How To Run Your Elasticsearch Cluster on Spot Instances

Tenpa Kunga
ebs
elasticsearch
spot

Elasticsearch is a powerful distributed search and analytics engine designed for scalability, reliability, and ease of management. When running Elasticsearch it can be easy for costs to escalate when you consider amount of processing and memory that is required for an Elasticsearch node. Let’s walk through how you can run your nodes safely on EC2 Spot instances using the Spotinst Elastigroup service. For this tutorial I will be using our new Hot EBS Migration feature. Hot EBS Migration will allow you to create a pool of EBS volumes that are dynamically attached to instances in your Elastigroup. Hot EBS Migration supports both Spot and On Demand instances and is available in multiple availability zones.

I will be using the Elastic.co blog post on configuring an Elasticsearch cluster on AWS for reference: https://www.elastic.co/blog/running-elasticsearch-on-aws

Master Node

  1. In your EC2 console provision a new instance using the most recent Amazon Linux AMI (write down the AMI ID for later).
    image-040
  2. Choose M4.2xlarge as the instance type
  3. For instance details I recommend using AWS SSM for instance management. If you do not have an IAM role for SSM you can easily create one following this guide. http://docs.aws.amazon.com/AWSEC2/latest/UserGuide/systems-manager.htmlimage-041
  4. Click on advanced details below and enter the userdata script as you can see below.
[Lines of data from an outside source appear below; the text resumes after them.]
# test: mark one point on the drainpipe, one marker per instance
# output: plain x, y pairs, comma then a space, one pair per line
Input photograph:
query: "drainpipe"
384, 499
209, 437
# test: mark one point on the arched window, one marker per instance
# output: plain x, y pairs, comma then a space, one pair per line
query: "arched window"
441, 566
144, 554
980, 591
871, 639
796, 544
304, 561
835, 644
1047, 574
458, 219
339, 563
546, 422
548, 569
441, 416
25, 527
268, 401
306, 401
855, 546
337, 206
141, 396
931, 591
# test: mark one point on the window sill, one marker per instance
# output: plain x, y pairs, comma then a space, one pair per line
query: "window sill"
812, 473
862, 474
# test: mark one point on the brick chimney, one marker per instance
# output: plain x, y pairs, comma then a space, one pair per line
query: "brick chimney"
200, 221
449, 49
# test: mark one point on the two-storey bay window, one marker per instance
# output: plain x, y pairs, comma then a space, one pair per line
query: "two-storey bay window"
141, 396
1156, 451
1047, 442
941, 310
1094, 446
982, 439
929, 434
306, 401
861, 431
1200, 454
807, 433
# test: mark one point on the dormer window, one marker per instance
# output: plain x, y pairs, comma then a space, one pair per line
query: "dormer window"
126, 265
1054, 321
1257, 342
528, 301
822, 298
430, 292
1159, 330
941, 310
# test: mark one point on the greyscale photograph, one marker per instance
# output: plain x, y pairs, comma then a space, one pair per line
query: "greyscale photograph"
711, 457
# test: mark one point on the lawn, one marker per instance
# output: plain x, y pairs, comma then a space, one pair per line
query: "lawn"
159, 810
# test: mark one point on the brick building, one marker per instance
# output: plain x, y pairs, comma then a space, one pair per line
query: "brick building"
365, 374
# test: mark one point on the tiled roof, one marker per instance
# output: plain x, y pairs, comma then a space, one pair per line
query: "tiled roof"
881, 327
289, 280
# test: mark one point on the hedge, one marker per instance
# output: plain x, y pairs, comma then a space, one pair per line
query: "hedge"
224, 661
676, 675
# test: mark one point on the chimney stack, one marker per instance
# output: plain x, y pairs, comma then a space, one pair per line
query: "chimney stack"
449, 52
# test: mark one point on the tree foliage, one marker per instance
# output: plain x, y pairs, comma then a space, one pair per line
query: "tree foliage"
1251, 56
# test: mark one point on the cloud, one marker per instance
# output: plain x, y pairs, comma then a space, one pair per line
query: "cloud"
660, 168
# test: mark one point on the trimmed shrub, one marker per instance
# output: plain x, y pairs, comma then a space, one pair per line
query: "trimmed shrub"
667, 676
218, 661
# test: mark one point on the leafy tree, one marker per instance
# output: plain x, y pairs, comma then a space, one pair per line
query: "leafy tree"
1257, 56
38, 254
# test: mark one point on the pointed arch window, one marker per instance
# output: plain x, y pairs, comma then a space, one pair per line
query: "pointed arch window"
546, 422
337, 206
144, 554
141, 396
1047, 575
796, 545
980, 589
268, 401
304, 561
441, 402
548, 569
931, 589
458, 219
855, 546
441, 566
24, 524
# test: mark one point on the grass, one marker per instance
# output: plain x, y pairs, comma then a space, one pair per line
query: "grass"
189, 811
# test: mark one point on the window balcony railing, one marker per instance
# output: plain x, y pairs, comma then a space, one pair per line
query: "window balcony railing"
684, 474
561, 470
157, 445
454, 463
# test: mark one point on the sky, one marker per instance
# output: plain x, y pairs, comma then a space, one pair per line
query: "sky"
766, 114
This script will install the SSM agent (optional), mount your ebs volume and install / configure the Elasticsearch package.
    #!/bin/bash
    cd /tmp
    curl https://amazon-ssm-us-west-2.s3.amazonaws.com/latest/linux_amd64/amazon-ssm-agent.rpm -o amazon-ssm-agent.rpm
    yum install -y amazon-ssm-agent.rpm
    sudo mkdir /media/elasticsearchvolume
    
    # Determine instance id and instance lifecycle via aws cli command
    INSTANCEID="$(curl http://169.254.169.254/latest/meta-data/instance-id)"
    export AWS_DEFAULT_REGION=us-west-2
    RACK="$(aws ec2 describe-instances --instance-ids $INSTANCEID --query 'Reservations[0].Instances[*].[InstanceLifecycle]' --output text)"
    sudo mkfs -t /dev/xvdb
    sudo mount /dev/xvdb /media/elasticsearchvolume/
    sudo sh -c "echo '/dev/xvdb /media/elasticsearchvolume ext4 defaults,nofail 0 0' >> /etc/fstab"
    sudo rpm -i https://download.elastic.co/elasticsearch/release/org/elasticsearch/distribution/rpm/elasticsearch/2.3.3/elasticsearch-2.3.3.rpm
    sleep 2
    sudo chown elasticsearch: /media/elasticsearchvolume
    sudo chkconfig --add elasticsearch
    sleep 2
    cd /usr/share/elasticsearch/
    yes | sudo bin/plugin install cloud-aws
    sleep 2
    sudo sh -c "echo 'ES_HEAP_SIZE=10g' >> /etc/sysconfig/elasticsearch"
    sudo sh -c "echo 'MAX_LOCKED_MEMORY=unlimited' >> /etc/sysconfig/elasticsearch"
    PRIVATEIP="$(curl http://instance-data/latest/meta-data/local-ipv4)"
    sudo sh -c "echo 'cluster.name : esonaws' >> /etc/elasticsearch/elasticsearch.yml"
    sudo sh -c "echo 'bootstrap.mlockall : true' >> /etc/elasticsearch/elasticsearch.yml"
    
    sleep 2
    sudo sh -c "echo 'discovery.zen.ping.unicast.hosts : [\""$PRIVATEIP"\"]' >> /etc/elasticsearch/elasticsearch.yml"
    sudo sh -c "echo 'network.host : [\"127.0.0.1\",\""$PRIVATEIP"\"]' >> /etc/elasticsearch/elasticsearch.yml"
    sudo sh -c "echo 'path.data : /media/elasticsearchvolume' >> /etc/elasticsearch/elasticsearch.yml"
    sudo sh -c "echo 'node.rack_id : "$RACK"' >> /etc/elasticsearch/elasticsearch.yml"
    sudo sh -c "echo 'cluster.routing.allocation.awareness.attributes: rack_id' >> /etc/elasticsearch/elasticsearch.yml"
    sudo chown elasticsearch: /media/elasticsearchvolume
    sudo service elasticsearch start
    Sleep 2
    
    
  5. Add a new volume for your data. I used /dev/sdb and a 23GB GP2 volume but you can customize this as you see fit. image-043
  6. Add a descriptive Name tag for your master node.
  7. Create a new Security group that will allow TCP 9200 and TCP 9300 for internal traffic and SSH for external management.
    image-044
  8. Launch your instance and SSH into the instance once it is up and running.
  9. Use curl to make an API request to check the status of you new master. You should see a status of “green” as you can see below. Refer to the Elasticsearch blog post for more information here: https://www.elastic.co/blog/running-elasticsearch-on-aws
    image-045
  10. Make note of the private ip of the master you just created for use later when creating our Elasticsearch nodes.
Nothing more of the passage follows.